Die Zusammenarbeit mit der Servicestelle habe ich erst vor etwa zwei Jahren begonnen, als mir diese Aufgabe übertragen wurde. Im Archiv unserer Missionsprokur fand ich wohl erste offizielle Dokumente, damals noch unter dem Stichwort Missionare auf Zeit, vor allem den Statut „Laien im Dienst der Evangelisierung und des Friedens“ der Diözese Rottenburg von 1995.

Das bedeutet für mich, dass meine Vorgängerin, Schwester Margot, in dieser Aufgabe der Begleitung der Freiwilligen schon relativ lange Interesse und Aufmerksamkeit für die Zusammenarbeit mit der Servicestelle hegte. Bis vor einigen Jahren arbeiteten wir in der Vor- und Nachbereitung der Freiwilligen mit der Gemeinschaft der Spiritaner in Stuttgart zusammen.

Was waren die Gründe für diese Zusammenarbeit?

Gründe, die für eine Zusammenarbeit mit der Servicestelle Weltkirchliche Friedensdienste sprechen, sind vor allem ein wichtiger Synergieeffekt – die Vorbereitung und Begleitung der Freiwilligen von Seiten der Servicestelle ist umfangreich und zuverlässig. Ich empfinde es als große Erleichterung, zu wissen, da ist jemand, der sehr viel Erfahrung hat und in alle Richtungen Überlegungen zur Durchführbarkeit anstellt. Ich arbeite da gerne mit und bin dankbar, dass ich „das Rad nicht neu erfinden“ muss.
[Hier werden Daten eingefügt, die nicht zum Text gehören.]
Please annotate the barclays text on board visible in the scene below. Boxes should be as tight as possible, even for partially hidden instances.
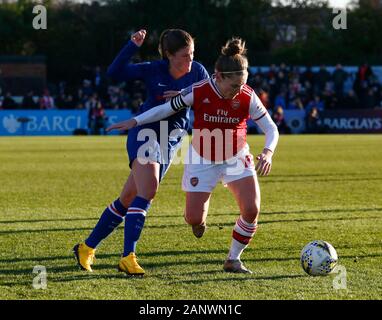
[0,110,132,136]
[0,110,382,136]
Was schätzen Sie an der Zusammenarbeit mit der Servicestelle?

Ich schätze die professionelle Form der Vorbereitung – eine gesunde Kombination von spirituellen, gruppendynamischen, menschlichen und organisatorischen Inhalten. Die verbindliche Kontinuität und die vielseitige Art der Zusammenarbeit zum Wohl aller Beteiligten bereichern die Zusammenarbeit ungemein. Ansteckende Freude und Begeisterung schwingen bei allen Aufgaben mit.

Welche Erfahrung im Kontext der Weltkirchlichen Friedensdienste ist für Sie als Träger wertvoll?

Für uns als Ordensgemeinschaft wird nochmals intensiv Weltkirche erfahrbar – durch die Erfahrung der Begleitung – auch im Gebet – dieser jungen Menschen, die diesen Dienst durch ihre Bereitschaft erfüllen und so auch die Sicht der Schwestern auf das weltkirchliche Engagement bereichern. Diese jungen Menschen wirken als Multiplikatoren, auch und gerade für uns als Ordensgemeinschaft, indem sie, durch diesen Einsatz geprägt, Werte wie Glauben, Solidarität und Nachhaltigkeit mit uns leben und die frohe Botschaft in unsere Welt heute hineintragen.

Was wünschen Sie sich für eine Zusammenarbeit in der Zukunft?

Für die Zukunft wünsche ich mir weiterhin eine möglichst unbürokratische Zusammenarbeit und die bisher erlebte Offenheit im Umgang mit oftmals individuellen Gegebenheiten. Ich gratuliere der Servicestelle zu ihrem 10-jährigen Bestehen und wünsche ihr den Segen Gottes in der Begleitung junger Christen, die sich senden lassen und sich öffnen, um in anderen Kulturen neuen „Geschwistern“ zu begegnen.